A Picaresque novel is a tale of the adventures of a picaro
, an engaging scoundrel who has much wit and charm, but who is morally ambiguous. He has no problems, in general, with womanizing and defrauding other people. The picaro
in this trilogy is Michael Cullen, born a bastard and brought up on the mean streets of Nottingham, presumably in the 1950s and 1960s, perhaps even a bit of the 1940s. He has had a number of scrapes with the law and has spent time in gaol (to use the British spelling) for gold smuggling. For the latter, he was set up by his "boss", Claude Moggerhanger. Moggerhanger is a very rich and very unscrupulous man who has managed to buy himself a peerage. Cullen would like to knock Moggerhanger down a peg, but is unclear as to how to go about that. Moggerhanger is very
At the beginning of this book, Cullen has just quit his job in an advertising agency. He had been good at his work, he was a consummate liar, but he tired of the regular grind. So, he decided just to wander around for a while to see what will happen. His wife, Frances, is a medical doctor who is so busy that she'll hardly miss him, or something.
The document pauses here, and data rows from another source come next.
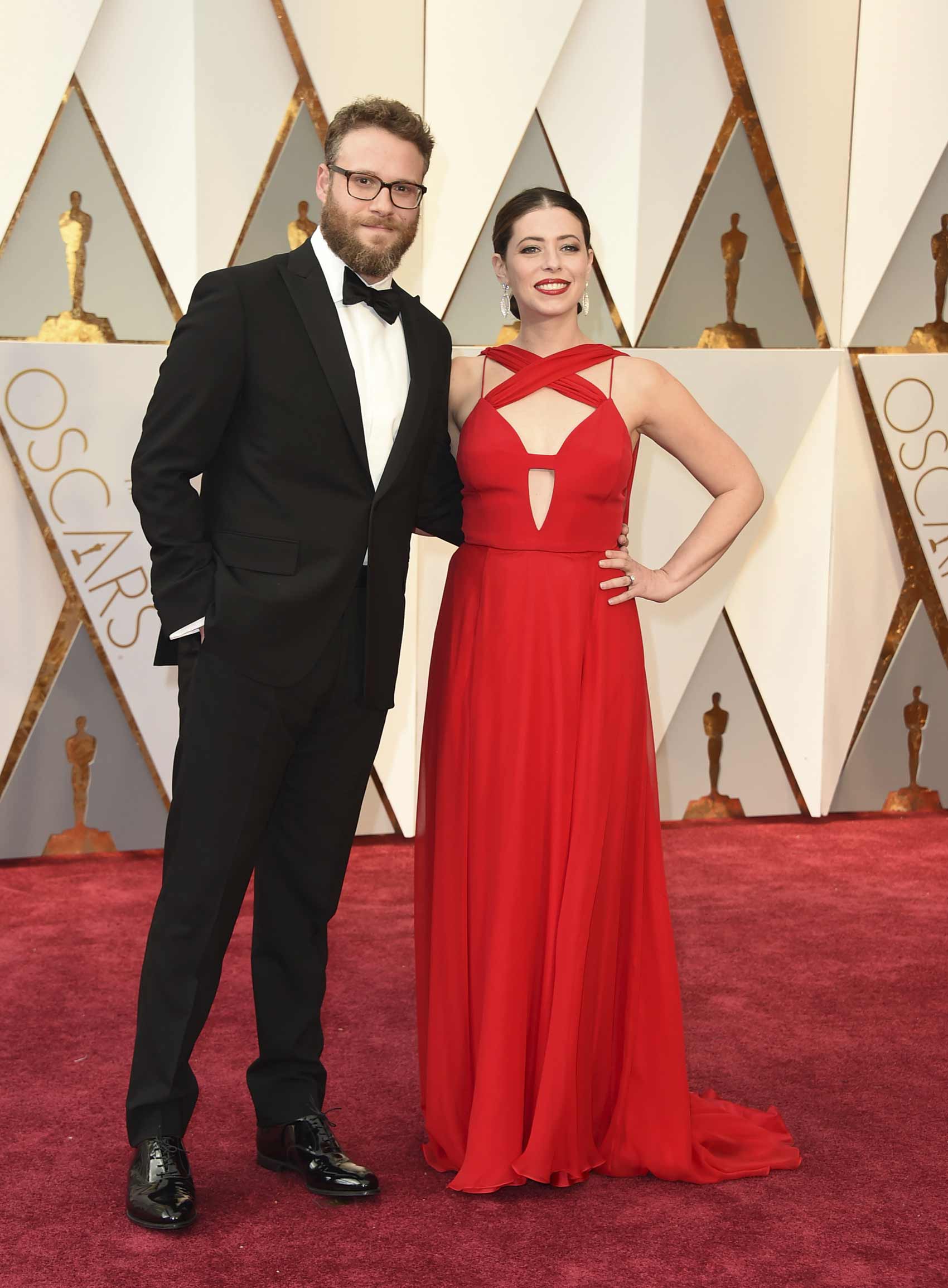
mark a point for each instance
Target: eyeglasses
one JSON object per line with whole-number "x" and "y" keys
{"x": 366, "y": 187}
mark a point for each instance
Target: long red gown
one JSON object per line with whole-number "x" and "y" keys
{"x": 549, "y": 1014}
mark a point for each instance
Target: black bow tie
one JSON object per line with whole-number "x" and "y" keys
{"x": 356, "y": 291}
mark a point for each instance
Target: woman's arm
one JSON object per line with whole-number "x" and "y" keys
{"x": 665, "y": 411}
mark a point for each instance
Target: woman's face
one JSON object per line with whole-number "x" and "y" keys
{"x": 546, "y": 262}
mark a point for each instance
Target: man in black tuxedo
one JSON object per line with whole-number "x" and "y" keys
{"x": 311, "y": 393}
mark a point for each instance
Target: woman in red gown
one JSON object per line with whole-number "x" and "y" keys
{"x": 549, "y": 1014}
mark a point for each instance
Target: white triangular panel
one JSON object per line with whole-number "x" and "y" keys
{"x": 374, "y": 819}
{"x": 244, "y": 83}
{"x": 680, "y": 118}
{"x": 32, "y": 601}
{"x": 766, "y": 401}
{"x": 604, "y": 180}
{"x": 138, "y": 75}
{"x": 866, "y": 576}
{"x": 370, "y": 48}
{"x": 899, "y": 132}
{"x": 778, "y": 603}
{"x": 800, "y": 62}
{"x": 905, "y": 298}
{"x": 396, "y": 760}
{"x": 39, "y": 52}
{"x": 100, "y": 389}
{"x": 910, "y": 393}
{"x": 477, "y": 119}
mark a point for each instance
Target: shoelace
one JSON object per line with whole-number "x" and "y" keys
{"x": 322, "y": 1126}
{"x": 165, "y": 1151}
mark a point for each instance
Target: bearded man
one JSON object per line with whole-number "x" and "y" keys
{"x": 311, "y": 392}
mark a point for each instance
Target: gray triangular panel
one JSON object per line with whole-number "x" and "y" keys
{"x": 123, "y": 799}
{"x": 120, "y": 284}
{"x": 768, "y": 298}
{"x": 879, "y": 761}
{"x": 293, "y": 181}
{"x": 750, "y": 765}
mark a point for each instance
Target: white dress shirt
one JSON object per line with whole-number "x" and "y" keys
{"x": 380, "y": 362}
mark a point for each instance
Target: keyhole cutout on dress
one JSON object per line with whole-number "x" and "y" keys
{"x": 540, "y": 486}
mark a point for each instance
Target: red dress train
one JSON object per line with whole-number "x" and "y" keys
{"x": 549, "y": 1013}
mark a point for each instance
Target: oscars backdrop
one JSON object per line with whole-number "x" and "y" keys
{"x": 768, "y": 191}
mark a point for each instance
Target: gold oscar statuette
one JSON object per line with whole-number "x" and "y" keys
{"x": 715, "y": 805}
{"x": 731, "y": 334}
{"x": 76, "y": 326}
{"x": 302, "y": 228}
{"x": 80, "y": 839}
{"x": 933, "y": 338}
{"x": 912, "y": 799}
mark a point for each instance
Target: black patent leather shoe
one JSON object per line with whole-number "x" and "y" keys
{"x": 161, "y": 1190}
{"x": 309, "y": 1148}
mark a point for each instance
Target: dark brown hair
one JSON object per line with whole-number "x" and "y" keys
{"x": 525, "y": 202}
{"x": 387, "y": 114}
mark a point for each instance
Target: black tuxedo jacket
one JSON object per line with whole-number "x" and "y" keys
{"x": 258, "y": 394}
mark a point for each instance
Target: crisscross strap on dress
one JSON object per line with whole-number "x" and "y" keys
{"x": 557, "y": 372}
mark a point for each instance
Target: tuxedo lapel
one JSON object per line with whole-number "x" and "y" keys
{"x": 419, "y": 385}
{"x": 315, "y": 305}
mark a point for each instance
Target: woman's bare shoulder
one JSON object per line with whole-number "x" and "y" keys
{"x": 634, "y": 372}
{"x": 465, "y": 373}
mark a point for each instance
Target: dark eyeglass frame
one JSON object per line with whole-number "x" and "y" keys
{"x": 381, "y": 184}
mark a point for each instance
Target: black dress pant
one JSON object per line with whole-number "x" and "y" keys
{"x": 271, "y": 781}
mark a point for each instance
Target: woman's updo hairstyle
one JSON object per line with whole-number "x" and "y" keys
{"x": 526, "y": 201}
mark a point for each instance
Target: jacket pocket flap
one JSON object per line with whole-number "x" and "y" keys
{"x": 258, "y": 554}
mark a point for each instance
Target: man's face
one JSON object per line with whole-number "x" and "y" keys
{"x": 370, "y": 236}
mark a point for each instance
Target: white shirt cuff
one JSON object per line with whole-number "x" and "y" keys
{"x": 188, "y": 630}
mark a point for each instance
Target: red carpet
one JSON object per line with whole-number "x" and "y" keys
{"x": 813, "y": 969}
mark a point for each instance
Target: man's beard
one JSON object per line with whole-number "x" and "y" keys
{"x": 339, "y": 232}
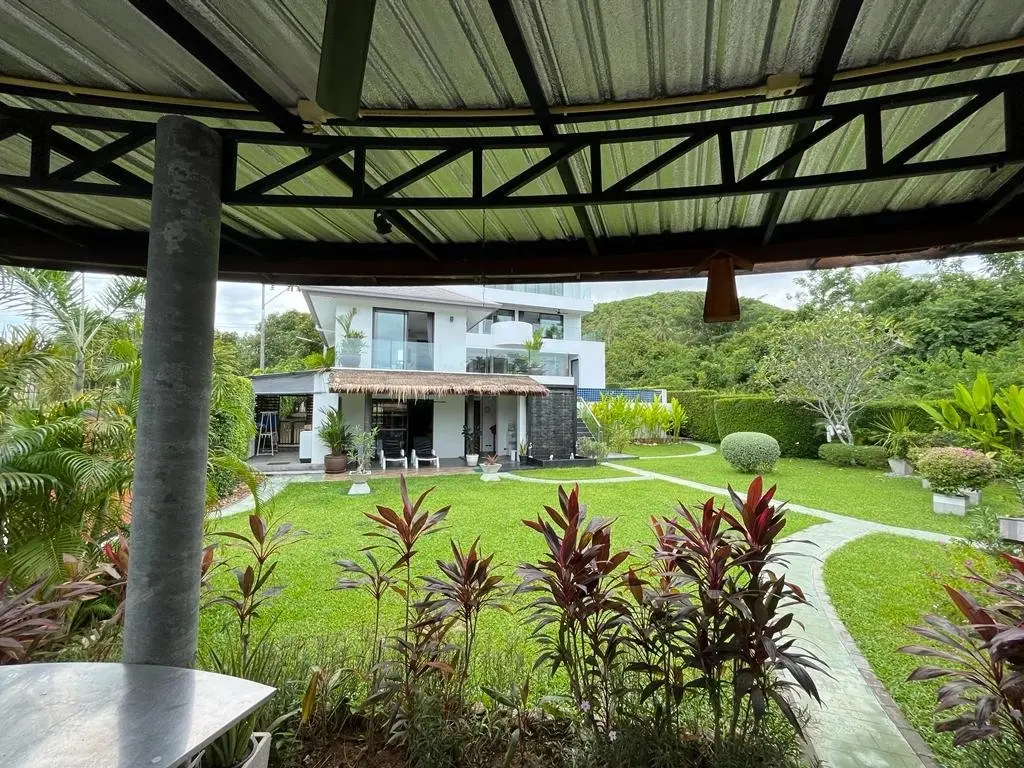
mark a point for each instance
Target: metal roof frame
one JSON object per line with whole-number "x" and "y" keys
{"x": 341, "y": 147}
Next thing you know, Cullen has been hired by Moggerhanger to deliver some "special items" to Turkey and to pick up some other "special items" and return them to England. So we have adventures along the way where Cullen finds himself on a train with a woman, Sophie, he feels compelled to seduce. Then, he is being shadowed by a black van. He thinks he has lost the van after he contrives to lead it into an auto accident, which he contrives to avoid himself; but he hasn't. Just as he's about to be knocked up by the people in the van, his old buddy, Bill Straw, a guy who fancies himself rather a military type, shows up to save the day.
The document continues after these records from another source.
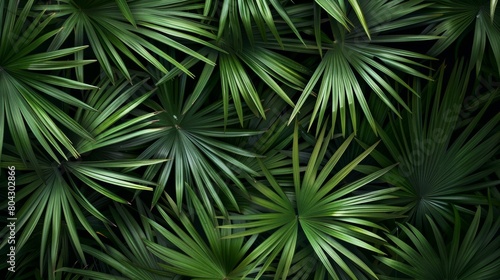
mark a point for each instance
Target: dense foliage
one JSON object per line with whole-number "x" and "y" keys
{"x": 250, "y": 139}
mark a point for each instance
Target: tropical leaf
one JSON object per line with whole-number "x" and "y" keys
{"x": 128, "y": 28}
{"x": 191, "y": 133}
{"x": 54, "y": 198}
{"x": 25, "y": 108}
{"x": 443, "y": 156}
{"x": 353, "y": 54}
{"x": 457, "y": 18}
{"x": 476, "y": 255}
{"x": 317, "y": 214}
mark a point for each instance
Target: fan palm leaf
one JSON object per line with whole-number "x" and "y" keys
{"x": 26, "y": 110}
{"x": 191, "y": 133}
{"x": 474, "y": 256}
{"x": 353, "y": 54}
{"x": 317, "y": 212}
{"x": 457, "y": 18}
{"x": 440, "y": 166}
{"x": 130, "y": 28}
{"x": 55, "y": 196}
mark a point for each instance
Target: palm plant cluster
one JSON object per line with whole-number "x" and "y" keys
{"x": 263, "y": 139}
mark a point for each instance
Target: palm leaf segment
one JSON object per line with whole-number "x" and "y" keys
{"x": 474, "y": 256}
{"x": 25, "y": 103}
{"x": 56, "y": 196}
{"x": 457, "y": 18}
{"x": 192, "y": 137}
{"x": 117, "y": 29}
{"x": 352, "y": 54}
{"x": 318, "y": 217}
{"x": 439, "y": 168}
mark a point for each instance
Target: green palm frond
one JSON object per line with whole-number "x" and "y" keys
{"x": 474, "y": 256}
{"x": 317, "y": 213}
{"x": 129, "y": 257}
{"x": 29, "y": 81}
{"x": 191, "y": 134}
{"x": 55, "y": 199}
{"x": 443, "y": 157}
{"x": 131, "y": 29}
{"x": 455, "y": 21}
{"x": 353, "y": 57}
{"x": 261, "y": 14}
{"x": 198, "y": 249}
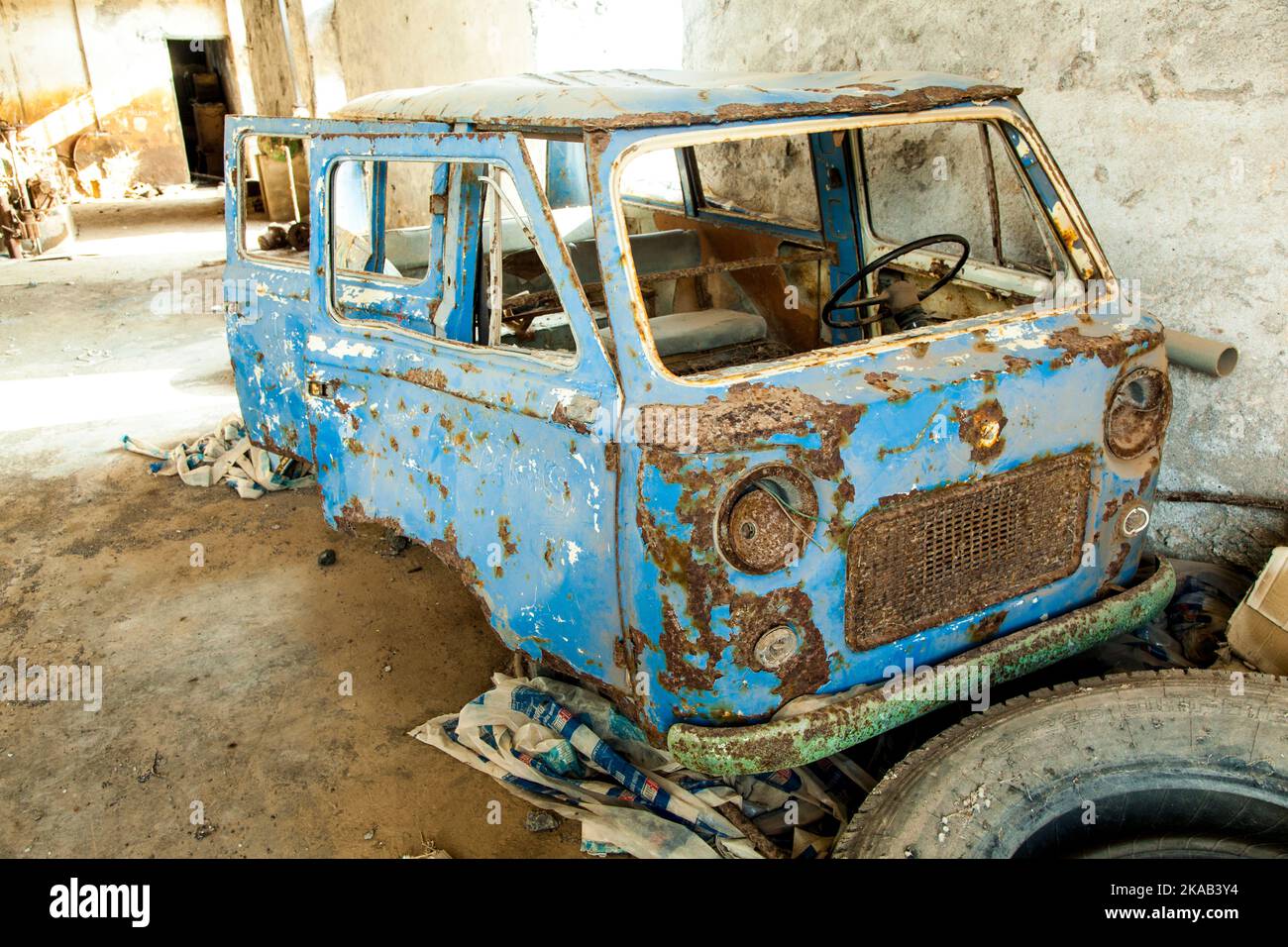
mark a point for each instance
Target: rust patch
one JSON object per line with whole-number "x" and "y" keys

So they get to Turkey and back and Cullen is at loose ends again. Not so the guys in the black van, who are determined to hunt him down and "deal" with him. So we have more adventures, and perhaps some kind of conclusion. Read the book to find out what it might be.
Along the way, we meet some rather "interesting" characters. It seems that Cullen eventually gets to know his biological father, the famous novelist, Gilbert Blaskin. Blaskin actually makes most of his money writing pulp under the pseudonym of Sydney Blood. Occasionally, he farms out the actually writing of the Sydney Blood books to others, including Cullen and Bill Straw. Other strange relationships are discovered when Sophie returns to England and hooks up with Cullen again.
So, you have a rather charming, if amoral, hero; lots of adventures; lots of interesting characters. Sillitoe is a gifted writer who can mostly make this stuff work. On the other hand, this isn't really the kind of thing that would appeal to an elderly, repressed Calvinist, such as yours truly. So, when I can pretend I'm someone that I'm not, I see this as a very engaging and well written book. When I view it from my own personal perspective, it's not really my cup of tea, so to speak. I end up giving it 4*s because I expect that most readers aren't elderly, repressed Calvinists.